Yes, the model at time "t" tries to predict the action at "t+1". The feature regression loss is set up so here:
AVT/models/future_prediction.py
Lines 212 to 214 in 2d6781d
Regarding the classification loss, the model returns the past features here, which contains the initial features from the model and predicted future
AVT/models/future_prediction.py
Lines 249 to 250 in 2d6781d
which are marked as "past" and passed through a classifier
Line 201 in 2d6781d
and then I incur the loss with the true labels for these frames.
So I don't use the actual future intermediate predictions to predict class labels; however since I incur a feature regression loss with the predicted future, and classify the actual intermediate feature, it effectively forces the predicted future features also be classify-able to the intermediate action classes.
Thanks so much for the detailed response @rohitgirdhar. This clears it up -- just to confirm my understanding, the loss is taken on the features outputted by AVT-B (which are also 'past')?
Also, I had another quick question regarding some experiments in your paper. Are all models with AVT-B trained end-to-end (ex: in table 4)? Do these models also use the loss function with additional terms (feature regression loss/recognition loss)? From your code, I'm guessing the other results with backbones such as TSN/irCSN are trained without end-to-end?
Thanks so much!
Yes that is correct. The "past" features are used to predict the "past" action classes. The future ones could also have been used to predict the future action classes (past actions classes right shifted by 1 for correspondence), though I don't explore that in this work.

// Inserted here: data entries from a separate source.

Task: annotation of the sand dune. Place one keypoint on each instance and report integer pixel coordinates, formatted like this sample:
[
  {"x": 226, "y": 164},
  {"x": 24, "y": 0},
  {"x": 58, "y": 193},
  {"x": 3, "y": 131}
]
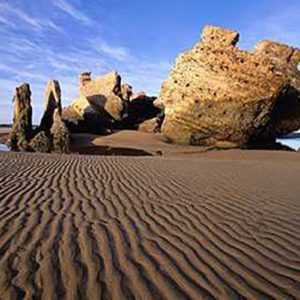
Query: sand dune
[{"x": 82, "y": 227}]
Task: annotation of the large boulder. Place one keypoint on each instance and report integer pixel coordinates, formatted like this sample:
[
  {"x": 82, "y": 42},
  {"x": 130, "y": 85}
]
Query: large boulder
[
  {"x": 60, "y": 134},
  {"x": 217, "y": 93},
  {"x": 286, "y": 115},
  {"x": 52, "y": 102},
  {"x": 139, "y": 109},
  {"x": 21, "y": 132},
  {"x": 40, "y": 143},
  {"x": 99, "y": 104}
]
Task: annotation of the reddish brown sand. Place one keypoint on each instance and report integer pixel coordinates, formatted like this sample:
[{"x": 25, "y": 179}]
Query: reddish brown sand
[{"x": 222, "y": 225}]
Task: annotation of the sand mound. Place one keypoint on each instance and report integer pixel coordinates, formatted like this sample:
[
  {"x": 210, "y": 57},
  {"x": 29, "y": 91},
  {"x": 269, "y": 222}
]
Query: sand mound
[{"x": 81, "y": 227}]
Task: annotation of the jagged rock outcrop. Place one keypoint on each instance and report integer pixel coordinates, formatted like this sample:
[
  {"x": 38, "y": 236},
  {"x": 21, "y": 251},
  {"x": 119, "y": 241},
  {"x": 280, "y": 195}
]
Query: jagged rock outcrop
[
  {"x": 21, "y": 132},
  {"x": 41, "y": 143},
  {"x": 217, "y": 93},
  {"x": 60, "y": 134},
  {"x": 286, "y": 115},
  {"x": 139, "y": 109},
  {"x": 52, "y": 102},
  {"x": 99, "y": 105},
  {"x": 105, "y": 104}
]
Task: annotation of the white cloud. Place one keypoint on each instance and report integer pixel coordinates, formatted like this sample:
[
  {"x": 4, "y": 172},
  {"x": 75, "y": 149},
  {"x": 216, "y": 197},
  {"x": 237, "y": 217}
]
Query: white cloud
[
  {"x": 7, "y": 11},
  {"x": 281, "y": 25},
  {"x": 71, "y": 10},
  {"x": 115, "y": 52}
]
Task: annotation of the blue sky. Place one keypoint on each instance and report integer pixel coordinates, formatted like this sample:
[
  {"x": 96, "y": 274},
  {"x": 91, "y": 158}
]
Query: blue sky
[{"x": 58, "y": 39}]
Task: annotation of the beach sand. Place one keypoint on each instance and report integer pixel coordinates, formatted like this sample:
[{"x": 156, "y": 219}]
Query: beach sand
[{"x": 223, "y": 225}]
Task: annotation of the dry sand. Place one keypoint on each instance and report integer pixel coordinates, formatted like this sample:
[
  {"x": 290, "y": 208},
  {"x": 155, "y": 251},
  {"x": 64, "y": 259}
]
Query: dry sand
[{"x": 224, "y": 225}]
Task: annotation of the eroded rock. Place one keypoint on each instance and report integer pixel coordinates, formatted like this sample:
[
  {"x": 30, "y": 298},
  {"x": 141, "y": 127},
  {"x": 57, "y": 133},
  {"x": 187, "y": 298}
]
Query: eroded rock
[
  {"x": 98, "y": 106},
  {"x": 60, "y": 134},
  {"x": 52, "y": 102},
  {"x": 40, "y": 143},
  {"x": 218, "y": 93},
  {"x": 21, "y": 132}
]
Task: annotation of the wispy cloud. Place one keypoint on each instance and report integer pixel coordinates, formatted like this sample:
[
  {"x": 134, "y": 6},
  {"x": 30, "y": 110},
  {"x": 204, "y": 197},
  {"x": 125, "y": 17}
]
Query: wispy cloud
[
  {"x": 115, "y": 52},
  {"x": 71, "y": 10},
  {"x": 281, "y": 24},
  {"x": 7, "y": 11}
]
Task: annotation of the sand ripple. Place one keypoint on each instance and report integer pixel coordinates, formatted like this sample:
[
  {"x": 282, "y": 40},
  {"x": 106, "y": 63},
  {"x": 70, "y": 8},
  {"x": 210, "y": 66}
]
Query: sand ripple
[{"x": 148, "y": 228}]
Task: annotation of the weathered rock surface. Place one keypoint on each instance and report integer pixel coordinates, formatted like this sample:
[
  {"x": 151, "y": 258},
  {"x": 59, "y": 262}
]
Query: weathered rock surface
[
  {"x": 52, "y": 102},
  {"x": 41, "y": 143},
  {"x": 105, "y": 104},
  {"x": 99, "y": 105},
  {"x": 139, "y": 109},
  {"x": 217, "y": 93},
  {"x": 150, "y": 126},
  {"x": 60, "y": 134},
  {"x": 22, "y": 122},
  {"x": 286, "y": 115}
]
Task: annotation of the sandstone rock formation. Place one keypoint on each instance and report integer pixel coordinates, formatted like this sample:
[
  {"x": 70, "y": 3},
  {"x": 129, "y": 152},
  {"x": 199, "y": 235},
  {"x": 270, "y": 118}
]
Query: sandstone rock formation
[
  {"x": 22, "y": 121},
  {"x": 217, "y": 93},
  {"x": 99, "y": 105},
  {"x": 52, "y": 102},
  {"x": 41, "y": 143},
  {"x": 105, "y": 104},
  {"x": 139, "y": 109},
  {"x": 286, "y": 115},
  {"x": 60, "y": 134}
]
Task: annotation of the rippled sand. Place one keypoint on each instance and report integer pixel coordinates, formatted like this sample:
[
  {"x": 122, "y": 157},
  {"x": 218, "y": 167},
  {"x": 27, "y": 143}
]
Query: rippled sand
[{"x": 224, "y": 225}]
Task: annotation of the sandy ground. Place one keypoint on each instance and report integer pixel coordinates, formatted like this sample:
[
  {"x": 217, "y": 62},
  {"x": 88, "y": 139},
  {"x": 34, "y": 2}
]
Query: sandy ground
[{"x": 224, "y": 225}]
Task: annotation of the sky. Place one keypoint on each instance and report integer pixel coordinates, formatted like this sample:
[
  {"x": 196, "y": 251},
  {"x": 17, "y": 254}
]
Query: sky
[{"x": 58, "y": 39}]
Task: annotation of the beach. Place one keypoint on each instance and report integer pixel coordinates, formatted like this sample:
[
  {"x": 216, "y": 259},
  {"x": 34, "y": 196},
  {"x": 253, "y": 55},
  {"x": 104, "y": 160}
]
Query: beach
[{"x": 222, "y": 225}]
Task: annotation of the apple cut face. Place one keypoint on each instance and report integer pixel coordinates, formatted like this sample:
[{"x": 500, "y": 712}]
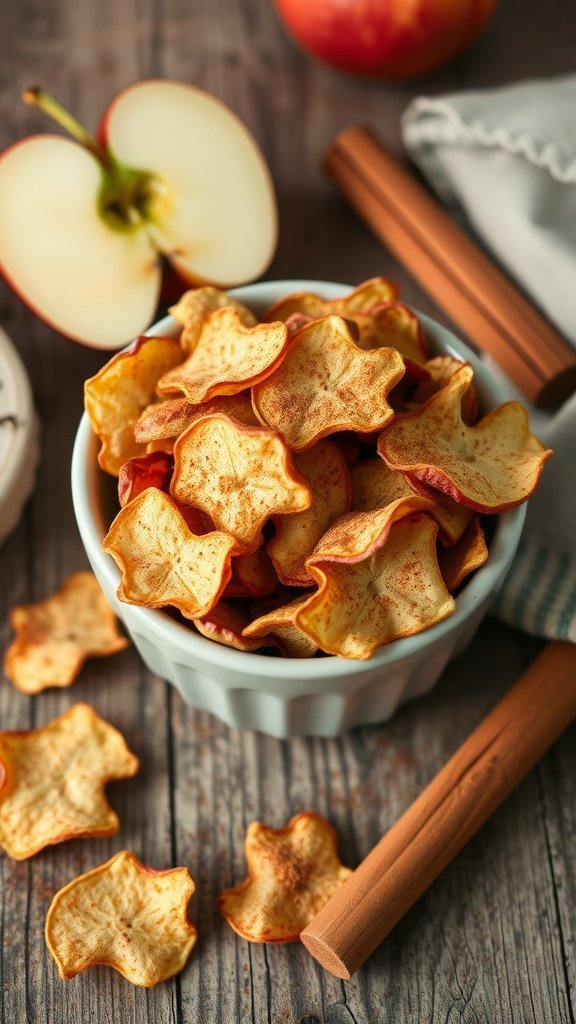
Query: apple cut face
[
  {"x": 219, "y": 224},
  {"x": 94, "y": 285}
]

Yes correct; AVT-b is trained end-to-end with all the losses (except in ablations where I evaluate the effect of individual losses). The TSN/irCSN backbones are fixed and only the head is trained (similar to prior work like RULSTM etc).
Got it!
Are the AVT-H models trained with TSN/irCSN also trained with the other losses, and are all models trained with 10 seconds past horizon? Thanks!
Yes correct.
Got it -- for the recognition loss for TSN for example, if it is taken on the past features provided by TSN backbone and since TSN is not trained end-to-end, does this loss have any effect on the model weights?

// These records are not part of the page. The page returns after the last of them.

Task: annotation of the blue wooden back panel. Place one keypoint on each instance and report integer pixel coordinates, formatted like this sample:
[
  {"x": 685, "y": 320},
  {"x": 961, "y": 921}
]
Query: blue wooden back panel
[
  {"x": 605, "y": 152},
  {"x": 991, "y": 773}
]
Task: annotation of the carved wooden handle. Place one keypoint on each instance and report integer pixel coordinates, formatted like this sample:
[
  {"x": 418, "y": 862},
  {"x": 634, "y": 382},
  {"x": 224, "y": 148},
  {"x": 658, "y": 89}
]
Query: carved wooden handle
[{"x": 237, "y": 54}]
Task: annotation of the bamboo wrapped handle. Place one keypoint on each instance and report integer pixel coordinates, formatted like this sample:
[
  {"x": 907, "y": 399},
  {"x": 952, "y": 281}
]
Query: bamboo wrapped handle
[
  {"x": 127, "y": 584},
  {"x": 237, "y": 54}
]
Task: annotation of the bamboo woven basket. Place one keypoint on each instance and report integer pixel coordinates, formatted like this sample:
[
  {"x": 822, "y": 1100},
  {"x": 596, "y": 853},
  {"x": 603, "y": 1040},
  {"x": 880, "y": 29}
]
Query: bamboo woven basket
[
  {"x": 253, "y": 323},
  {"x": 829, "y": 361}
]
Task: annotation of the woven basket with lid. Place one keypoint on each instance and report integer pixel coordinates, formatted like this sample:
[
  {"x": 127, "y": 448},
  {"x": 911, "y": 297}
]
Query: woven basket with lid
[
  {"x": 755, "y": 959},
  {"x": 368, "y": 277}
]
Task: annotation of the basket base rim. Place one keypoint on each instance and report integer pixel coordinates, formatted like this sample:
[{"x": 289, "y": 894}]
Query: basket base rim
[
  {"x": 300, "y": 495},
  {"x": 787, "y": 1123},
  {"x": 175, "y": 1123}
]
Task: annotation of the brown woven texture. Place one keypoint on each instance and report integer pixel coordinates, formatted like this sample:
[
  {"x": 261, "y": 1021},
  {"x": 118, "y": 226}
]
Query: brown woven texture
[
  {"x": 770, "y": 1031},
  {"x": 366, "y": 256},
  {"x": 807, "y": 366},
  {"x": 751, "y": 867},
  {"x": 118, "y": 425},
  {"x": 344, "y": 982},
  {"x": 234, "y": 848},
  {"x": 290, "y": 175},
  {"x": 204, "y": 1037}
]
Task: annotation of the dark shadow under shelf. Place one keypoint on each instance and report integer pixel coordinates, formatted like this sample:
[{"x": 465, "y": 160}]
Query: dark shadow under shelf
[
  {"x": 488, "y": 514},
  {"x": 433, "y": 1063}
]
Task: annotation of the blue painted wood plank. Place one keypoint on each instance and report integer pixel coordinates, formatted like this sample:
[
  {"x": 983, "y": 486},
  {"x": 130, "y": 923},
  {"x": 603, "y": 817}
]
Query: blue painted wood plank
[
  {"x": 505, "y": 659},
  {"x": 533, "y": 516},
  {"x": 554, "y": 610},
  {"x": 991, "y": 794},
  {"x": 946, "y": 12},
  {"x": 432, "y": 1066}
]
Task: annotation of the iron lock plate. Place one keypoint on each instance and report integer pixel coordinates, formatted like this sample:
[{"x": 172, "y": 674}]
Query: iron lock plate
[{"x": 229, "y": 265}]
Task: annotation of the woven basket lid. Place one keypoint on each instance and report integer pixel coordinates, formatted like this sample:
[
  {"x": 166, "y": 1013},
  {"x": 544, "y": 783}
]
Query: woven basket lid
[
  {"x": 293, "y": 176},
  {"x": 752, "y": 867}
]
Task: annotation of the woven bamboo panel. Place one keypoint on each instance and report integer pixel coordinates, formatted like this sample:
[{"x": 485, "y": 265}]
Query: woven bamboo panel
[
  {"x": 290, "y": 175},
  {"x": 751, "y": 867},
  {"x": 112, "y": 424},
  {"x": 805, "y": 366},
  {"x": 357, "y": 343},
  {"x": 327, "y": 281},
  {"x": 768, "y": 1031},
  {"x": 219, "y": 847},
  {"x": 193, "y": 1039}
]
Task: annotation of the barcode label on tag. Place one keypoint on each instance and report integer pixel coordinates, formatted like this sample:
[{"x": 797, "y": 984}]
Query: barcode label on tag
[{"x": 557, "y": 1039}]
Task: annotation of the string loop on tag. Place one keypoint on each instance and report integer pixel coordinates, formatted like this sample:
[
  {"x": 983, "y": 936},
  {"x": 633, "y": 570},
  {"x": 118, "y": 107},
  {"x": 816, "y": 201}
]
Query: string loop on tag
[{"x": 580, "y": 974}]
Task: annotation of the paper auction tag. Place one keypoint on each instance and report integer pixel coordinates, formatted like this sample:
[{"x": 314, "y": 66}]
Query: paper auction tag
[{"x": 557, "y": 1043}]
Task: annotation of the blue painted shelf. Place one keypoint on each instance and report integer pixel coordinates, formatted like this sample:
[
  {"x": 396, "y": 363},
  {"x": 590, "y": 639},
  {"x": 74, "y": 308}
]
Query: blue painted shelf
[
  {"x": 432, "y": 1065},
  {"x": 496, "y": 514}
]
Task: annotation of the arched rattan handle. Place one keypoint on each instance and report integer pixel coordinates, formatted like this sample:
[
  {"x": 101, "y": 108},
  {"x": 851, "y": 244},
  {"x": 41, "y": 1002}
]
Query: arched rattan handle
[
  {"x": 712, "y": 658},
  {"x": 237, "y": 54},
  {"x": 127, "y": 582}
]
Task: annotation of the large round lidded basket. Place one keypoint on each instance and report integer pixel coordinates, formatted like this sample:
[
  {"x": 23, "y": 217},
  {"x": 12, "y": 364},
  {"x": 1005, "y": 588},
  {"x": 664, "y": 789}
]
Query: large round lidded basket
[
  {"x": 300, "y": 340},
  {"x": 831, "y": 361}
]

Yes it doesn't change the backbone, but the classifier is applied on the backbone features to get the distribution over the classes, and those classifier weights will get updated with that loss.
Would this update the recognition classifier weights? Is this classifier different than the anticipation classification head, or is it the same classifier head (MLP) that is used for both recognition and anticipation? Thanks!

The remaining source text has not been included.